I was wondering if it would be possible to add an option to exclude counting missing or even count the missing values only when using the Collection Size node?

The use case is, when creating a List or set with missing values to ensure after ungrouping all ends up in the right spot again, I want to quickly check without ungrouping if there are any missing values and then maybe discard them all together / reprocess.

Best
Mike

Vernalis · May 8, 2024, 10:11am

Hi Mike,

I should think that that would be eminently do-able. Let me have a look and see what I can put together. More anon…

Steve

Vernalis · May 8, 2024, 6:14pm

OK - a brief intermediate update… I was able to update the internal version of this node today:

I’ve added both the requested options, and also an additional option to only count the unique (or ‘distinct’ in SQL or Java Streams nomenclature) values (for a set column there’s no effect with this, as they are always unique, but for a list, it saves going via an intermediate set)

Existing nodes will acquire the new options, but keep their behavior (i.e. the new options will be populated as shown, and the output count columns will be ‘int’ types). New nodes added to workflows will also default to these settings, as they seem to be the most obvious defaults, but the output count columns will be ‘long’ types

If that all looks ok to you, then I will try to get the public version updated in the coming days?

Steve

mwiegand · May 8, 2024, 7:17pm

This looks quite promising to say the least. Can’t wait to get my hands on it

Vernalis · May 9, 2024, 12:58pm

Hi Mike,

It should now be available in the nightly build/trunk channels, and the stable channels for KNIME 5.3.x and KNIME 5.2.x. I’m hoping to get it out in KNIME 5.1.x and 4.7.x too, but there is an issue I need more help resolving before that can happen.

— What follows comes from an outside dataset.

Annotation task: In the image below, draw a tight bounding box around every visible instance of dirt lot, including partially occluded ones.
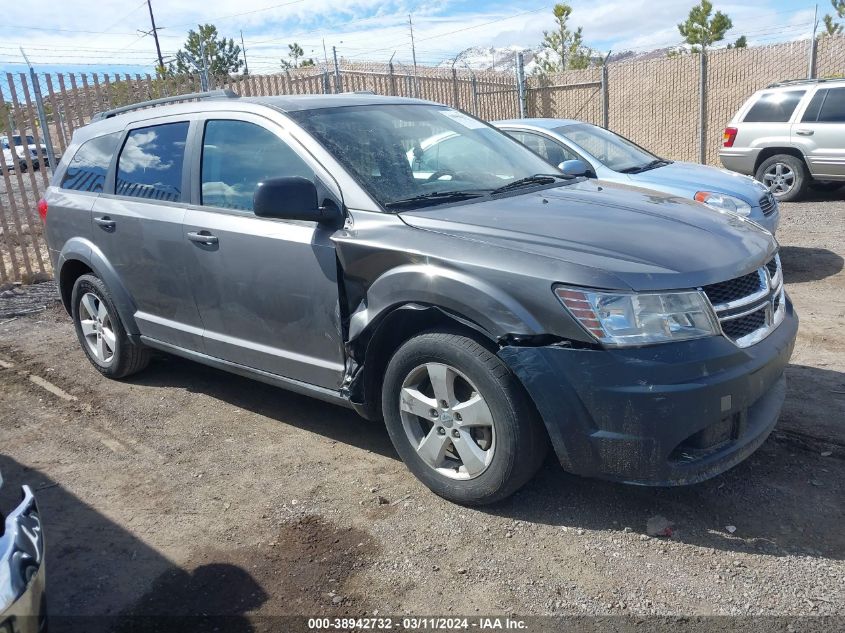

Thanks again for the suggestion - definitely one of those “Why didn’t we think of that sooner?” ones!

Steve

mwiegand · May 9, 2024, 1:29pm

Some sort of help I might be able to provide giving back something maybe?

About

“Why didn’t we think of that sooner?”

Did you, as the de facto leader in collection nodes, thought about doing math with collections containing numerical values similar to „matrix magic“? Bonus for nerds, doing that using the GPU

system · August 7, 2024, 1:30pm

This topic was automatically closed 90 days after the last reply. New replies are no longer allowed.